Propensity Weights (Propensity Score Adjustment) – The Data Story Guide

It is possible to use statistical and machine learning techniques to create weights and/or composite categorical adjustment variables.

This approach is useful in situations where there are many potential adjustment variables (which is rarely the case in practice). The basic process is:

Obtain or create a data file that contains all the categorical adjustment variables and where the data is considered to be representative of the population of interest (e.g., the proportion of 18 to 24-year-old men living in Hawaii in this data set should match the proportion in the population). This is called the reference data set.
Merge the reference data set with the survey data set so that they are stacked on top of each other, with each of the adjustment variables merged together and a single extra variable denoting whether the observation in the combined data set is from the survey data set or the reference data set.
Estimate a model using the merged data set, predicting which observations are in the survey data set using the adjustment variables as predictors.
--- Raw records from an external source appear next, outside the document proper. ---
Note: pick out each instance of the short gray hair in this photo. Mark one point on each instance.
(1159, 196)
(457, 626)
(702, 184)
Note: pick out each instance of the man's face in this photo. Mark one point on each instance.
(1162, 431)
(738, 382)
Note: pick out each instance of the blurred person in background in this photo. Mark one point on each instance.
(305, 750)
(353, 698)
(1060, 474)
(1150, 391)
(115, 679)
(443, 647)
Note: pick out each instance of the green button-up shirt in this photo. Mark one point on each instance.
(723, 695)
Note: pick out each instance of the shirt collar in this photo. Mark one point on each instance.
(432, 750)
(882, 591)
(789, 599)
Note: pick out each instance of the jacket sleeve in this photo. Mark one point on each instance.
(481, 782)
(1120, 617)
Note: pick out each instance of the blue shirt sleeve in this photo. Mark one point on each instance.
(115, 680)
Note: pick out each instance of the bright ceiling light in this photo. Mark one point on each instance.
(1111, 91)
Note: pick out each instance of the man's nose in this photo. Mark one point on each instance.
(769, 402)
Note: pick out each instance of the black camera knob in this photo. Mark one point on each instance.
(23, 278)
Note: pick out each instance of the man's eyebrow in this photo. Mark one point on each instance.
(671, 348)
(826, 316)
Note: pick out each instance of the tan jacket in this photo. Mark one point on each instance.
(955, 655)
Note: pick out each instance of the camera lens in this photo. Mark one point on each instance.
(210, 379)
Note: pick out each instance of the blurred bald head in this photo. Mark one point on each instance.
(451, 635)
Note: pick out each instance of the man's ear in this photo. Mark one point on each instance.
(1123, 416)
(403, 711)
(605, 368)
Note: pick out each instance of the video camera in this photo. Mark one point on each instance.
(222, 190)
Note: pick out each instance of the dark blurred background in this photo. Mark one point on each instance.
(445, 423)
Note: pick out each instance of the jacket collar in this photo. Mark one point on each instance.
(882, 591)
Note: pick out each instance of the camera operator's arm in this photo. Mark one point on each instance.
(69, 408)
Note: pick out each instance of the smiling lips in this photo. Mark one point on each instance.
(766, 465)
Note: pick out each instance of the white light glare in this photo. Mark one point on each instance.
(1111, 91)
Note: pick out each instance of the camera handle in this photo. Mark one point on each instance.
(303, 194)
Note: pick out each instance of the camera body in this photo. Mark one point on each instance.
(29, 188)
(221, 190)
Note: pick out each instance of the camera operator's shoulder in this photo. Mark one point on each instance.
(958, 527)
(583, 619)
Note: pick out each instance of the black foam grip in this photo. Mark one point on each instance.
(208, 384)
Propensity weights can then be computed in a number of ways, including:
- As the inverse of the predicted probability of an observation being in the survey data set.
- Computing Cell weights, where the categorical adjustment variable is created be either:
  - Grouping respondents according to quintiles of their predicted values in the data set of interest (i.e., the 20% of respondents with the highest predicted probability, next 20%, etc.). Logistic regression and random forest can be used for such a model. A particular benefit of this approach is that statistical tests can be used to work out which variables to include and to test for interactions.
  - Using the nodes created by tree-based methods, such as CART and CHAID.

There are further variants of this approach. For more information, please see these sources and the references within:

Sunghee Lee and Richard Valliant (2009), Estimation for Volunteer Panel Web Surveys Using Propensity Score Adjustment and Calibration Adjustment, Sociological Methods, 37(3), 319-343.
The Pew Research Center (2018), For Weighting Online Opt-In Samples, What Matters Most?